Another unwelcome patriotism is shown by those who would prevent “co-operation” between private individuals. Hiring Pakistani actors is unpatriotic, maybe even treason, so opine a small set of politicians in Maharashtra. Not small enough for chief minister of Maharashtra, Devendra Fadnavis (of beef ban and shouting Bharat Mata Ki Jai and no water supply help to drought hit Latur for two years fame ) to smoke a hostage pipe with the nationalist patriots (NP).

The hostage in question: The highly-talented, personable, young and brilliant film director, Karan Johar. Johar had apparently violated all norms of decency and humanity by casting actors whose passport said they were born in Pakistan. This anti-national crime could not be tolerated since Pakistanis had been involved in terrorist crimes on Indian soil. The NP threatened to sabotage the film release and prevent it from being shown anywhere in the home state of Bollywood, Maharashtra —and with promises to sabotage it, Insha Allah, anywhere else in India. Enter Fadnavis to save the day for the NPs. The deal brokered with the NP was that Johar had to deposit R5 crore with the Army Welfare fund as part “compensation” for crimes committed. In addition, Johar had to promise that he will not cast any Pakistani actors in a future film. In addition, he had to appear in a hostage video (available on YouTube) to confess to his crimes and how he would reform himself.

Time for confessions a la Siddarth Vardarajan “J’accuse..I confess”. In a touching article, Vardarajan confessed to associating with Pakistanis over the years, and even having several friends. Well, I have several very close lifelong Pakistani friends and I find the NP interference in the private lives of citizens very offensive, morally and otherwise. Pakistan itself has suffered, and is suffering, from terrorism, and the NPs should realise that people across the world, regardless of colour, race, religion, or citizenship are united against violence, especially terrorist violence.

We should realise that exchanges of culture are what bind together the twins separated at birth. Chief ministers should not be negotiating with those aggressively violating the laws of the land, and laws of simple decency. Retired Indian army generals have reportedly refused to accept any money from Johar. There is justice in India, just that sometimes it is very hard to find.

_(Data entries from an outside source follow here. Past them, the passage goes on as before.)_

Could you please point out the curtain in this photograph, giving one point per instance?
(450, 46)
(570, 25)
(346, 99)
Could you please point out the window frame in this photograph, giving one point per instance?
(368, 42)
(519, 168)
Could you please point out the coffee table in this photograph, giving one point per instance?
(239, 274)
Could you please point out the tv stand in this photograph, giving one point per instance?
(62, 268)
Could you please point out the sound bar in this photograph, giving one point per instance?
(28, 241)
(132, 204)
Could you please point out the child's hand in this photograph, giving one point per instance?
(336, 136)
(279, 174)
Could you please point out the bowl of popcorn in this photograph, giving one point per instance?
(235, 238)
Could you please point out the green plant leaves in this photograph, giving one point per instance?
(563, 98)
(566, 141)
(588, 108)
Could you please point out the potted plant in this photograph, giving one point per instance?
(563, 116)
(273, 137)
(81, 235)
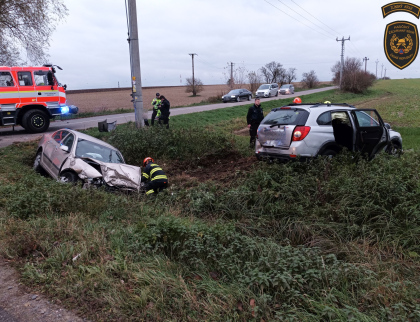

Finally, on a lighter note, and with a joke. The Supreme Court is troubled deep about the prevalence of sardar jokes and is seeking instruments to lessen the damage to the psyche of young and old Sikhs that the jokes are causing! Actually, that is not a joke. The SC has entertained a PIL in this regard (does it not have better subjects to adjudicate on with their learned wisdom?). A panel headed by former Supreme Court Justice HS Bedi has submitted an 800-page report on the subject which concludes that some jokes are akin to ragging and opines: “Negative stereotyping, mocking base sense of humour can leave indelible, irreversible and irreparable impact on the psyche of impressionable minds” . Again, I want to emphasise that the above is true and not a joke.

The author is contributing editor, The Financial Express, and senior India analyst at Observatory Group, a New York-based macro policy advisory group.Views are personal.